Pengalaman inilah yang nantinya akan berpengaruh besar bagi perkembangan
berdirinya gerakan kepanduak di Inggris. Baden-Powell juga terkenal orang yang
pandai bergaul dan banyak teman. Salah seorang sahabatnya yang terdekat adalah
Kenneth Mc Laren. Kebersamaan mereka telah banyak melahirkan pengalaman yang
sangat berkesan.
Setelah
sempat berpindah-pindah, dari satu kota ke kota lain, bahkan dari satu Negara
ke Negara lain, Baden-Powell akhirnya bertugas di Mafeking, sebuah kota di
pedalaman Afrika Selatan. Kota inilah yang membuat nama Baden-Powell menjadi
terkenal dan menjadi pahlawan bangsanya, karena jasa-jasanya dalam memimpin
pertahanan Kota Mafeking terhadap pengepungan bangsa Boer selama kurang lebih
217 hari (dari tanggal 13 Oktober 1899 sampai tanggal 18 Mei 1900). Bangsa Boer
adalah bangsa Eropa keturunan Belanda yang lahir dan besar di Afrika. Sekarang
bangsa Boer banyak tinggal di Afrika Selatan. Berkat jasa-jasanya tersebut,
pangkat Baden-Powell dinaikkan menjadi Mayor Jenderal. Berita tersebut kemudian
sampai juga ke Inggris, membuat seluruh keluarga Baden-Powell bangga.
Selama
bertugas di Afrika, Baden-Powell banyak melakukan petualangan, sehingga
pengalamannya semakin bertambah. Karena keberaniannya, Baden-Powell mendapat
julukan IMPESSA dari suku-suku setempat seperti Zulu, Ashanti, dan Metabele.

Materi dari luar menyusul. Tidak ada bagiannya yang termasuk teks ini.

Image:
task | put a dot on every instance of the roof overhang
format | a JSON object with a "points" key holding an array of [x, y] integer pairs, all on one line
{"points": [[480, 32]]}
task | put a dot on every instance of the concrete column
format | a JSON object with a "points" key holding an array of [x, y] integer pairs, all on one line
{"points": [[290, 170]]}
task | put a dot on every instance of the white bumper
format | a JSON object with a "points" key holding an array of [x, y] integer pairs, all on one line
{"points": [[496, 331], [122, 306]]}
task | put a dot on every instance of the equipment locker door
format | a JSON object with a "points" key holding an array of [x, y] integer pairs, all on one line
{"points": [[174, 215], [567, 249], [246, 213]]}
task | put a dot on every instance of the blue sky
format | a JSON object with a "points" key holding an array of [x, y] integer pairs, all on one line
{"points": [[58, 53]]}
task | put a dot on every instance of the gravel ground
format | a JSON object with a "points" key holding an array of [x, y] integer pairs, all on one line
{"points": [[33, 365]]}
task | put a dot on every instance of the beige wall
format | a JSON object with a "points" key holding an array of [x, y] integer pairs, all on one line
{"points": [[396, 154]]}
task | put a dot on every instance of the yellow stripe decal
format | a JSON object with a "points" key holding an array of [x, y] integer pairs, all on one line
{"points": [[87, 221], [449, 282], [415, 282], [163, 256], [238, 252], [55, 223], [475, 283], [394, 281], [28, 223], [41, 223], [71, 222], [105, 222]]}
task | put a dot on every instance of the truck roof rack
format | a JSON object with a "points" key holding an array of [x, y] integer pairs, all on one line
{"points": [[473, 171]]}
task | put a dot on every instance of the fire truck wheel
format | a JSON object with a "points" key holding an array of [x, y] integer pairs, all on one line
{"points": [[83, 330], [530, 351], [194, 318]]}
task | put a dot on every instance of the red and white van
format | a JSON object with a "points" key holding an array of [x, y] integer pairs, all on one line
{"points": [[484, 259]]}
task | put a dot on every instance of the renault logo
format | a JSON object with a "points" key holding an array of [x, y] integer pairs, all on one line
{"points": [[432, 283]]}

IMPESSA adalah serigala yang tidak pernah tidur. Hal ini karena sifat
keberanian Baden-Powell, termasuk tindakan mengambil kalung manik-manik milik
Raja Dinuzulu. Raja Dinuzulu adalah Raja Zulu dari tahun 1884-1889, raja yang
merupakan putra dari Raja Zulu Cetshwayo, beraliansi dengan para Afrianers
(orang kulit putih keturunan Belanda) dan bersengketa dengan sepupunya,
Zibhebhu yang didukung Inggris. Dinuzulu lalu dituduh bersalah melakukan
penghianatan sehingga diasingkan selama 10 tahun. Dibebaskan tahun 1910, karena
dianggap tidak bersalah, Dinuzulu akhirnya meninggal tahun 1913.
Pada
tahun 1901, Baden-Powell kembali ke tanah airnya, Inggris dengan disambut
besar-besaran sebagai salah satu pahlawan bangsanya. Kemudian Baden-Powell menuliskan
pengalaman-pengalamannya dalam buku Aids To Scouting. Tahun 1907, Baden-Powell
mendapat undangan dari perkumpulan Boys Brigade untuk mengisahkan
pengalaman-pengalamannya selama di Afrika khusunya dan selama di dinas
ketentaraan pada umumnya, dalam sebuah perkemahan yang diikuti 20 orang
anggotanya. Perkemahan pertama tersebut diselenggarakan di Pulau Brownsea
(Brownsea Island). Tahun 1908, Baden-Powell menulis buku Scouting For Boys,
sebuah mahakarya yang sangat spektakuler. Buku inilah yang mengakibatkan
perkembangan kepanduan menjadi semakin besar. Buku ini menyebar di seluruh
daratan Eropa sampai ke daerah-daerah jajahan.
Pada
tahun 1910, Baden-Powell meletakkan jabatannya di dinas ketentaraan dengan
pangkat terakhirnya adalah Letnan Jenderal. Mulailah Baden-Powell
berkonsentrasi penuh untuk mengembangkan kepanduan di seluruh dunia. Tahun
1912, Baden-Powell mengadakan perjalanan keliling dunia untuk menemui para
pandu di berbagai Negara. Baden-Powell menikah dengan Olave St. Clair Soames (Lady
Baden-Powell) pada tahun tersebut. Kemudian dikaruniai 3 orang anak, yaitu
Peter, Heather, dan Betty.
Pada
tahun 1920, para pandu sedunia berkumpul
di Olimpia, London, Inggris dalam acara Jambore Dunia yang pertama. Pada
hari terakhir kegiatan jamboree tersebut (6 Agustus 1920) Baden-Powell diangkat
sebagai Chief Scout Of The World atau Bapak Pandu Sedunia. Baden-Powell juga
dianugerahi gelar Lord Baden-Powell Of Gilwell, dengan julukan Baron oleh Raja
George V. Baden-Powell juga mengunjungi Batavia (sekarang Jakarta) pada tanggal
3 Desember 1934, sepulangnya dari meninjau Jambore di Australia. Peristiwa itu
adalah peristiwa yang tidak akan dilupakan oleh para pandu nasional kita, sebab
pada saat Lord Baden-Powell dan Lady Baden-Powell mengunjungi Indonesia, yang
boleh menyambut beliau hanya para pandu Belanda yang tergabung dalam NIPV.
Setelah itu, Baden-Powell beserta istrinya menghabiskan masa-masa akhirnya
tinggal di Inggris (sekitar tahun 1935-1938). Kemudian Baden-Powell kembali ke
tanah yang amat dicintainya, yaitu Afrika. Baden-Powell menghabiskan masa
tuanya di Nyeri, Kenya. Beliau akhirnya wafat pada tanggal 8 Januari 1941 dan
dengan diantar di atas kereta yang ditarik oleh para pandu yang sangat
mencintainya ke tempat peristirahatan terakhir.